Correlation [1]

Correlation is a statistical technique that can show whether and how strongly pairs of population characteristics are related. For example, height and weight are related: taller people tend to be heavier than shorter people. The relationship isn't perfect. People of the same height vary in weight, and you can easily think of two people, the shorter of whom is heavier than the taller. Nonetheless, the average weight of people 5'5'' is less than the average weight of people 5'6'', and their average weight is less than that of people 5'7'', etc. Correlation can tell you just how much of the variation in peoples' weights is related to their heights.

Although the correlation described above is fairly obvious, your data may contain unsuspected correlations. You may also suspect there are correlations, but don't know which are the strongest. An intelligent correlation analysis can lead to a greater understanding of your data.

Like all statistical techniques, correlation is only appropriate for certain kinds of data. Correlation works for data in which numbers are meaningful, usually quantities of some sort. It cannot be used for purely categorical data, such as gender, brands purchased or favourite colour.

The main measure of correlation in a dataset is a statistic called the correlation coefficient (or r). It ranges from -1 to +1. The closer r is to +1 or -1, the more closely the two population characteristics are related. If r is close to 0, it means there is no relationship between the population characteristics. If r is positive, it means that as one population characteristic gets larger the other gets larger. If r is negative it means that as one gets larger, the other gets smaller (often called an "inverse" correlation).

Never assume a correlation means that a change in one population characteristic causes a change in another. Sales of personal computers and athletic shoes have both risen strongly in the last several years and there is a high correlation between them, but you cannot assume that buying computers causes people to buy athletic shoes, or vice versa.

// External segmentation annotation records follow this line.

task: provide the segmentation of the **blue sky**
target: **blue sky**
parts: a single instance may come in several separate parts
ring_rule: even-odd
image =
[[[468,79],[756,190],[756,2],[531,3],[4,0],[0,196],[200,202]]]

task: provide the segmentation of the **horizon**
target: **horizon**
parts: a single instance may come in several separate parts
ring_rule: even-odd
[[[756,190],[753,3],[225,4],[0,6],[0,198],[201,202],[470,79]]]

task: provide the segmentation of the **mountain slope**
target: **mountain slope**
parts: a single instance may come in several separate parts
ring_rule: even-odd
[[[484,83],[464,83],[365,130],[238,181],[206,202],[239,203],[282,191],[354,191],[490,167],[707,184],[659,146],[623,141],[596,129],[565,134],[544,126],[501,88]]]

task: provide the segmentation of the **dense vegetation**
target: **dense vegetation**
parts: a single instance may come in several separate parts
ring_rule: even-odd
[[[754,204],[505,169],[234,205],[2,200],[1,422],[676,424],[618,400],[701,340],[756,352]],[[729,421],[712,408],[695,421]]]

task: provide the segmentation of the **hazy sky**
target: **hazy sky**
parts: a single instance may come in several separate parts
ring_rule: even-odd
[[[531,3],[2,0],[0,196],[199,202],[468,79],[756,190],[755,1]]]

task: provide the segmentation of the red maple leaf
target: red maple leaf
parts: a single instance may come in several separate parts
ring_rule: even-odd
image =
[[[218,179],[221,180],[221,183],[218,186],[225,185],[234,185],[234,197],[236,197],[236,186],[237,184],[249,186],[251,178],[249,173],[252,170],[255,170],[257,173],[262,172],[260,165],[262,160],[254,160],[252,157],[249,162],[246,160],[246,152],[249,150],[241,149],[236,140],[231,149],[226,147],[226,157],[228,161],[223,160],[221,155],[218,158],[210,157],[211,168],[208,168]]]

The second caveat is that the correlation statistic is only meaningful with respect to linear relationships: as one population characteristic gets larger, the other gets larger (or smaller) in direct proportion. It does not work well with curvilinear relationships, in which the relationship does not follow a straight line. An example of a curvilinear relationship is age and health care. They are related, but the relationship doesn't follow a straight line. Young children and older people both tend to use much more health care than teenagers or young adults. Multiple linear regression can be used to examine curvilinear relationships, but it is beyond the scope of this encyclopedia.


1. This definition is based on www.surveysystem.com/correlation.htm (accessed December 28 2006).